In passato i critici della tortura hanno evidenziato le motivazioni morali per osteggiarla, ma presumevano anche che la tortura servisse allo scopo. Sbagliavano.
«La tortura non è un sistema efficace per ottenere informazioni», afferma Roger Koppl, docente di economia alla Feirleight Dickinson University di Madison, New Jersey (Usa).
Ignoranti. «Il perché è presto detto: i torturatori non sanno qual è la verità e non sono in grado di riconoscerla quando viene detta, perciò non sono in grado di promettere che smetteranno di torturare quando l’hanno ottenuta, perché il torturatore non sa neppure se è tutta la verità e tortura per ottenerne di più. Le vittime lo sanno e quindi inventano una verità per cercare di interrompere le torture, oppure nascondono la verità perché rivelarla è inutile». Le conclusioni di Koppl sono spiegate in uno studio pubblicato sulla rivista Episteme.
«La tortura», prosegue, «è uno strumento inadeguato a ottenere informazioni perché non agisce in condizioni reali. Forse ci sono situazioni in cui è efficace, ma sono rare: nella maggior parte dei casi è inutile».
Non razionale. Shane O'Mara, professore di Psicologia sperimentale al Trinity College di Dublino (Irlanda) e autore del saggio Why Torture Doesn't Work, aggiunge che la gravità della tortura compromette la capacità di pensare. La deprivazione del sonno, l'estremo dolore fisico, la paura di nuove sevizie e lo stress psicologico producono panico, dissociazione, momenti di incoscienza, danni neurologici a lungo termine: danneggiano la memoria e generano un intenso desiderio di parlare, se questo è l'unico modo per far cessare i soprusi.
O'Mara fa l'esempio di un 60enne scampato alle torture in Cambogia: aveva raccontato ai suoi aguzzini di essere un ermafrodita, una spia della CIA presso un vescovo cattolico e il figlio del re di Cambogia in persona.

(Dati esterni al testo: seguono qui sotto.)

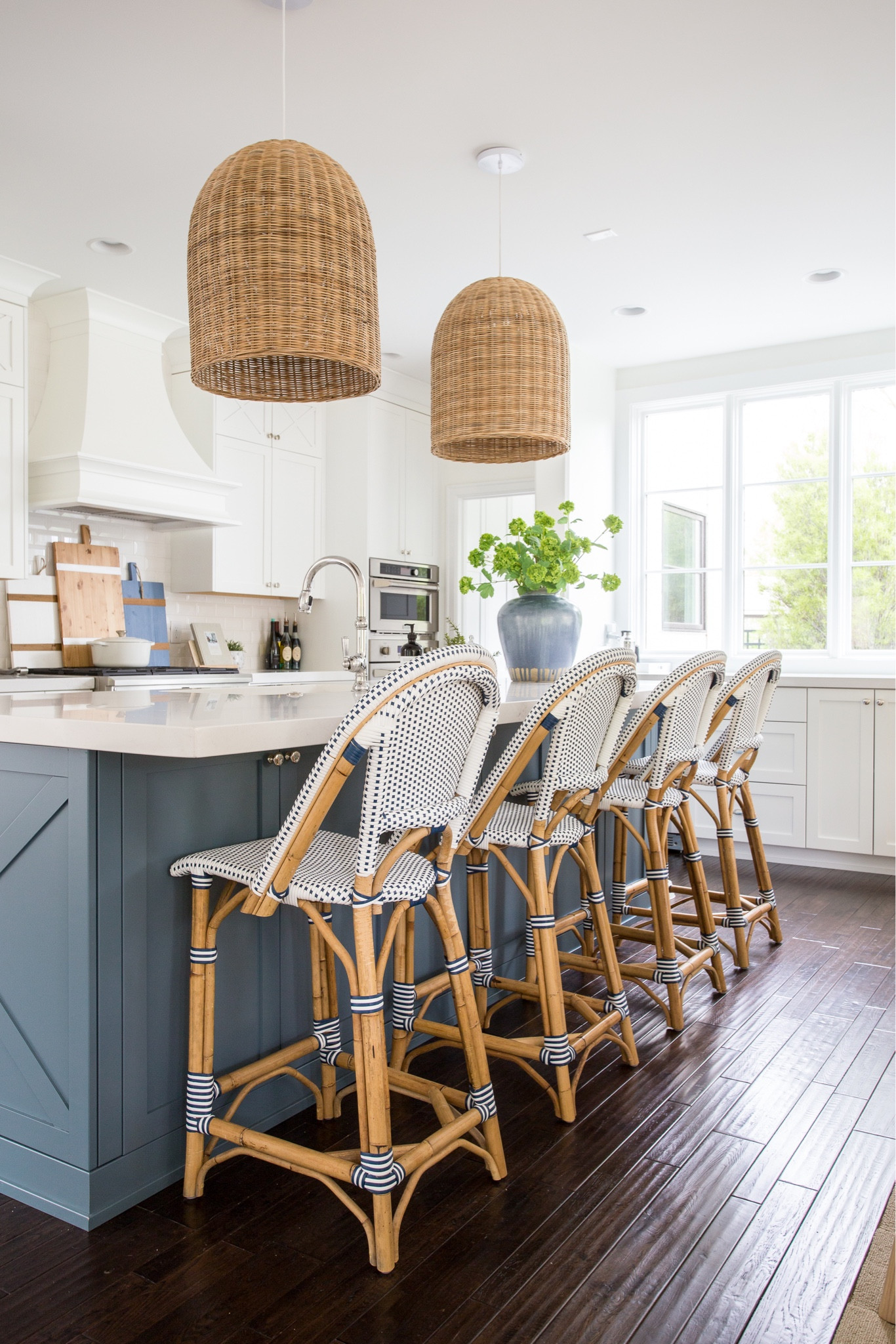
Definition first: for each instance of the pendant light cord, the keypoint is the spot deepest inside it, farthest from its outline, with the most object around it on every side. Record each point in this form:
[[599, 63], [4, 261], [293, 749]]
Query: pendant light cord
[[283, 69], [500, 182]]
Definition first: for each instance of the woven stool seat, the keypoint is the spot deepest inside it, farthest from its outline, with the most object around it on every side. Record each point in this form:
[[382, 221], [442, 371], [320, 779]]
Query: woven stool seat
[[512, 827], [325, 874]]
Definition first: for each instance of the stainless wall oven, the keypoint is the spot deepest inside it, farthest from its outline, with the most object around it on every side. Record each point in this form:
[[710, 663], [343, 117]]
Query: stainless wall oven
[[401, 595]]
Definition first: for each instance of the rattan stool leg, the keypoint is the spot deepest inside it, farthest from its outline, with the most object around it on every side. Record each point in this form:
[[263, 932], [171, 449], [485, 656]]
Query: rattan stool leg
[[668, 973], [761, 866], [735, 917], [197, 1041], [703, 904], [373, 1082]]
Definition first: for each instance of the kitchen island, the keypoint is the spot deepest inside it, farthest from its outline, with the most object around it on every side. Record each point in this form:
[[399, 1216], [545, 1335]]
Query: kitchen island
[[100, 792]]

In realtà era un insegnante con la sola colpa di conoscere il francese.
Addestrati a non credere. I torturatori perpetrano un'escalation delle sevizie finché non arrivano alla supposta verità, ma non esiste alcuna prova scientifica del fatto che sappiano capire quando il torturato dice il vero. Si tratta infatti di persone addestrate a credere che gli altri stiano mentendo: spesso le torture proseguono anche se il prigioniero ha confessato, soltanto perché all'aguzzino quella verità non basta.

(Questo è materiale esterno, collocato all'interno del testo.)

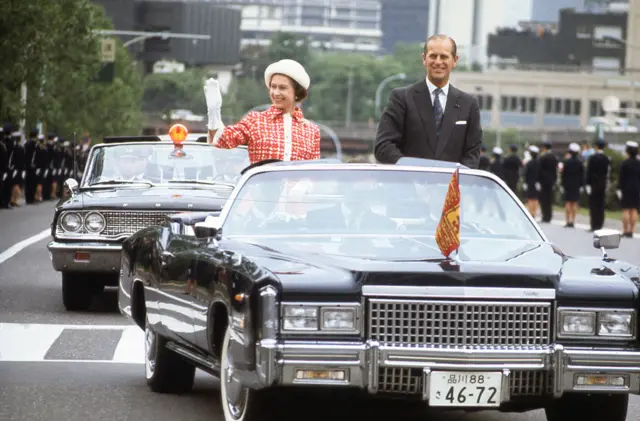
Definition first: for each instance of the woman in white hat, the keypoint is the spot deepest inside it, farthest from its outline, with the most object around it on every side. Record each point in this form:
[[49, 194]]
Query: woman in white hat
[[628, 190], [280, 132]]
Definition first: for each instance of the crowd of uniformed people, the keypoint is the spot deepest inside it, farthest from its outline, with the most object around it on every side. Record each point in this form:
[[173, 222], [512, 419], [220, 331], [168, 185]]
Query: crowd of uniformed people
[[541, 172], [34, 167]]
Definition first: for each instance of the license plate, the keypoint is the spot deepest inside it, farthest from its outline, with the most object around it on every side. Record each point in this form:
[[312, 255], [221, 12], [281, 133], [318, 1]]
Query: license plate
[[465, 388]]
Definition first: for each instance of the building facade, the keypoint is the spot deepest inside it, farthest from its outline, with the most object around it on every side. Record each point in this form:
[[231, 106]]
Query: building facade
[[545, 100], [580, 39]]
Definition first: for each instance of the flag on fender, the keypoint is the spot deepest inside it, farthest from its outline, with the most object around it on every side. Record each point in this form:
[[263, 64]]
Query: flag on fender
[[448, 231]]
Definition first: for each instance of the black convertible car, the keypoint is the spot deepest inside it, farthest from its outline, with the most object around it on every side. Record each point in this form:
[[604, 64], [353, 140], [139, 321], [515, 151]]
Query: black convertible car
[[130, 183], [322, 274]]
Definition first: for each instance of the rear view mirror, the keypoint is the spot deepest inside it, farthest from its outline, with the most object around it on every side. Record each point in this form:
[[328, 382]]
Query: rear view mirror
[[606, 239]]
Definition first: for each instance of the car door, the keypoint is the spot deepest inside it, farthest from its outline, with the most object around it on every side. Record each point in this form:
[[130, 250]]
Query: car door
[[176, 305]]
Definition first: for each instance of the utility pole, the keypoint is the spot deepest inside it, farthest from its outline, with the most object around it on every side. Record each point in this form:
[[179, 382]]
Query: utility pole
[[347, 121]]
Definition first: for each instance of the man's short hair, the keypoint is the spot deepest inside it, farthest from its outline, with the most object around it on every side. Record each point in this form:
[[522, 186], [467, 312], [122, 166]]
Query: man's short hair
[[442, 37]]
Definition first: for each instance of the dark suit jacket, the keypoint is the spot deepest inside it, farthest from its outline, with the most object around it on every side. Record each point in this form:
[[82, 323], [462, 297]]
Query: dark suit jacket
[[407, 127]]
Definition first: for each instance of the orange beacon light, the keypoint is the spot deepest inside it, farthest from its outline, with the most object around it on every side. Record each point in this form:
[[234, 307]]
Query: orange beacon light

Le conferme degli aguzzini. Anche le torture più raffinate e terribili, come quella dell'acqua (il waterboarding) sembrano non funzionare. Secondo le dichiarazioni di Bob Baer, ex funzionario della CIA, le informazioni ottenute mediante la tortura dell'acqua non sarebbero affidabili: produrebbero false confessioni. Secondo Baer, il waterboarding è «una cattiva tecnica di interrogatorio: se la tortura è sufficientemente cattiva, è possibile far confessare qualsiasi cosa a chiunque».
Che cos'è il waterboarding? La tecnica della tortura dell'acqua, definita nel 2005 dal precedente direttore della CIA Porter J. Goss come una "tecnica di interrogatorio professionale", viene così descritta dalla giornalista Julia Layton:
«Il waterboarding, com'è normalmente descritto, prevede che la persona sia legata ad un'asse inclinata, con i piedi in alto e la testa in basso. Coloro che svolgono l'interrogatorio bloccano le braccia e le gambe alla persona in modo che non possa assolutamente muoversi, e le coprono la faccia. In alcune descrizioni, la persona è imbavagliata e qualche tipo di tessuto ne copre il naso e la bocca; in altre, la faccia è avvolta nel cellophane. A questo punto, colui che svolge l'interrogatorio a più riprese vuota dell'acqua sulla faccia della persona. A seconda del tipo di preparazione, l'acqua può entrare effettivamente nelle vie aeree oppure no; l'esperienza fisica di trovarsi sotto un'onda d'acqua sembra essere secondaria rispetto all'effetto psicologico. La mente crede di stare per affogare.»